Associate Utah Symphony conductor Christopher Wilkins has been named music director of the Colorado Springs Symphony Orchestra.
Wilkins, 32, will assume the Colorado Springs post Sept. 1, beginning a three-year contract. His appointment, announced Monday, follows a two-year search to replace conductor Charles Ansbacher, whose 1987-88 salary was $63,250. According to Colorado Springs Symphony manager Beatrice Vradenburg, the new conductor will be paid "a lot less."Currently in San Diego on vacation, Wilkins is scheduled to fly to Colorado Springs on April 9 for a news conference. As one of five finalists selected to appear as guests this season, he conducted the orchestra March 17-19. Reportedly, he was the consensus choice of musicians and the unanimous choice of the Orchestra Association's search committee.
"I think the people in Colorado Springs made a very fine choice," said Utah Symphony music director Joseph Silverstein. "Needless to say, we are delighted for Christopher. We've really enjoyed very, very much having him with us the seasons he's been here and watched his development with great pleasure."
Although a new associate will eventually be chosen, Silverstein said, within the limits of Wilkins' new schedule he will try to fulfill as many of his Utah commitments as possible next season. He is scheduled to direct two of the orchestra's regular subscription programs as well as a number of its chamber and winter pops concerts.
Silverstein especially praised Wilkins' work with the symphony's youth concerts. In a prepared statement, Wilkins said his Utah Symphony performances "represent the greatest musical experiences of my life."

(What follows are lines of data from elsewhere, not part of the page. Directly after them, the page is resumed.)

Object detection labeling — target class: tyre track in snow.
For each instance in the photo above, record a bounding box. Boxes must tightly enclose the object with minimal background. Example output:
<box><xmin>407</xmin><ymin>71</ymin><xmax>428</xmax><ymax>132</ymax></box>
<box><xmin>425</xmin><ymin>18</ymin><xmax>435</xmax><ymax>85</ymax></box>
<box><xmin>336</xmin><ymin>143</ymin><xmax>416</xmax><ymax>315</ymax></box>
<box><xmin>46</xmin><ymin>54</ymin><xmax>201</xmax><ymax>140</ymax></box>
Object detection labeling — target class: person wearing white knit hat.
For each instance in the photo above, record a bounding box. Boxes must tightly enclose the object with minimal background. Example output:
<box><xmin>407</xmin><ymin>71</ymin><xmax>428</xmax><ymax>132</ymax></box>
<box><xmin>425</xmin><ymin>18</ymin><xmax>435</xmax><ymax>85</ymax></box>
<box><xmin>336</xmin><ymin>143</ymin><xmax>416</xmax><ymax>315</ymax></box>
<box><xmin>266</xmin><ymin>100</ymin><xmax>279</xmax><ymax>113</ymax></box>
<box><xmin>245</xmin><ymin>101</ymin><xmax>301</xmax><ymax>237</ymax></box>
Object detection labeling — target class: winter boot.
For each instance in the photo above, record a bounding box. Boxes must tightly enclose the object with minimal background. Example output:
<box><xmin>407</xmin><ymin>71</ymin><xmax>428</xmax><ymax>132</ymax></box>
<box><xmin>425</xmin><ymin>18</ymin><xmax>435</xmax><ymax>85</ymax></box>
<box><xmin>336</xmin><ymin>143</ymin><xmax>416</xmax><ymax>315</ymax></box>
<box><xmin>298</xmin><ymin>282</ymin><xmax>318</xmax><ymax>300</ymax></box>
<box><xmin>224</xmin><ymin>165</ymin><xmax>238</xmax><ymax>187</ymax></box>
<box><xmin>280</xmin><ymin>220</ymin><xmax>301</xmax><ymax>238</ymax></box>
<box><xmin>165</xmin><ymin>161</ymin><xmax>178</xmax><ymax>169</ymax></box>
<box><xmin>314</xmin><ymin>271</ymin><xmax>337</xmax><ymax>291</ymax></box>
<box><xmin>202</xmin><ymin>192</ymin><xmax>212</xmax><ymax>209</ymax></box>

Wilkins came to Utah in 1986, following three years as Exxon/Arts Endowment conductor with the Cleveland Orchestra. A Boston native, he holds degrees from Harvard and Yale and in 1982 served as a conducting fellow at the Berkshire Music Center at Tanglewood.
As music director of the Colorado Springs orchestra, he will be responsible for all programming decisions for the 1989-90 season and will conduct all concerts during his first year, the board said. Currently the orchestra presents 44 concerts a season, including eight subscription programs, with an annual budget of $2.1 million.